“你说,如果栾君威看到了你这段记忆,知道了你与他父亲的这段不伦,会作何感想?”肖伦问道。
“你好卑鄙呀!”战毅恶狠狠地回答。
“我卑鄙?不不不,我可是最仁慈的调教师。”肖伦摸了摸战毅又短又硬的寸头,好像再摸自己的宠物狗一样,“在隔壁调教栾君威的可是邓继执政官,栾君威落到他手里,那才是人间地狱。”
“怎么可能?邓执政官可是人类最高领袖之一,他怎么会像你一样,是个喜欢虐待同性的变态?!”
“喜欢虐待同性就是变态吗?战警官,你是不是做官做久了,先把自己给洗脑了?”肖伦嘲笑道,“别忘了,你可是从小就公开了自己的变态身份,还是求我给你安排治疗的。”

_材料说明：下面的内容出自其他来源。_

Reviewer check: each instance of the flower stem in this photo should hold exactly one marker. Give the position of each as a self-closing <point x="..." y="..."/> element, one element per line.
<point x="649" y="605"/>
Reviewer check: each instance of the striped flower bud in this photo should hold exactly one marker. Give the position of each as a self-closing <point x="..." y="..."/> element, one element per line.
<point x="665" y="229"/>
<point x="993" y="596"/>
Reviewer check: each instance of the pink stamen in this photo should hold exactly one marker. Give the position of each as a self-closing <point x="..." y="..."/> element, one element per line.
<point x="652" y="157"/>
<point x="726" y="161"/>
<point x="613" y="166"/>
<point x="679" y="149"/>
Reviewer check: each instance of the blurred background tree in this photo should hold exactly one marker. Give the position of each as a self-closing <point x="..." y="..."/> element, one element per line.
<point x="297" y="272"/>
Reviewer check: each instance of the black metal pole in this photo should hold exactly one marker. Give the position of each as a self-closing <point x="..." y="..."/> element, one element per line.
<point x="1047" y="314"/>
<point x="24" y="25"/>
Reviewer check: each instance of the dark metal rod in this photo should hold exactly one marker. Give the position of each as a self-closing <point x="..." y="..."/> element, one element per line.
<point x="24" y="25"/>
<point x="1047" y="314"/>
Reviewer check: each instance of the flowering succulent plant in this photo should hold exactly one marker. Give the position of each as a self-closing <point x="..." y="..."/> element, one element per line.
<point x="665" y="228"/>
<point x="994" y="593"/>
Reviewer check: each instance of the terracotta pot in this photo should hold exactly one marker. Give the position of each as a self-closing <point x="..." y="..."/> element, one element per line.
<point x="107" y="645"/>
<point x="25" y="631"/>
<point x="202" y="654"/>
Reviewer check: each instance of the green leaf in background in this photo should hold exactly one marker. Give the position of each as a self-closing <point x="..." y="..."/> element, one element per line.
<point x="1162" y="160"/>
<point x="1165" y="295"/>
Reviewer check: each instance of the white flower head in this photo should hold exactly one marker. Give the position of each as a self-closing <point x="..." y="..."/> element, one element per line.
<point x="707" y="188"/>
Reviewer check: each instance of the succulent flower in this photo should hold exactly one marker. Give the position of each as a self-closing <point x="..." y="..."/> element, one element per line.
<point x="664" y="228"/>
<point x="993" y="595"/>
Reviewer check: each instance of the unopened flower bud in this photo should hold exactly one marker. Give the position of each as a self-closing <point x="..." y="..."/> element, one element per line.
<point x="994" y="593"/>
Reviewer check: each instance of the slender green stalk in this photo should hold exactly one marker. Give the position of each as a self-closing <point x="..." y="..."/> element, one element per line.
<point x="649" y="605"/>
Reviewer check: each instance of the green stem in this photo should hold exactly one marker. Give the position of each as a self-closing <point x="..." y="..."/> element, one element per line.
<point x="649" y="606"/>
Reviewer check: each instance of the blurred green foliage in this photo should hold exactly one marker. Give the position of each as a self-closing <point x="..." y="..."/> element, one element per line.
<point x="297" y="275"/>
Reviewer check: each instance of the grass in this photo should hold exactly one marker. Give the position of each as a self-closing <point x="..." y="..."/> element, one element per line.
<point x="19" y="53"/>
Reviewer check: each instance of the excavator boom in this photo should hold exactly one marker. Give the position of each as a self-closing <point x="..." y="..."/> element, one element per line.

战毅不是那个意思,虽然他归顺了第四巴比伦-罗马,但不表示他认可她的价值观。他在治疗的时候就深知所谓“治疗”是多么荒唐。战毅只是想尽自己所能,保护更多的同类不被虐待致死。战毅知道喜欢同性不是变态,喜欢性虐也不是,但像肖伦这样,通过强制手段,威逼他人成为性奴的行为,就是变态。
不过这样变态的事,战毅也见得太多了。在他面前,有太多的人被迫向中枢宣誓成为性奴,战毅本以为中枢是在这些人为奴期间,把他们“治愈”,至少是表面上的,这样他们就可以隐藏自己的本性,像他战毅一样获得一份体面的工作,保证自己衣食无忧。但现在想想,那些人十有八九都是成为了某些达官贵人的玩物。战毅真是悔恨,他不知道自己已经把多少人亲手送上了这不归路。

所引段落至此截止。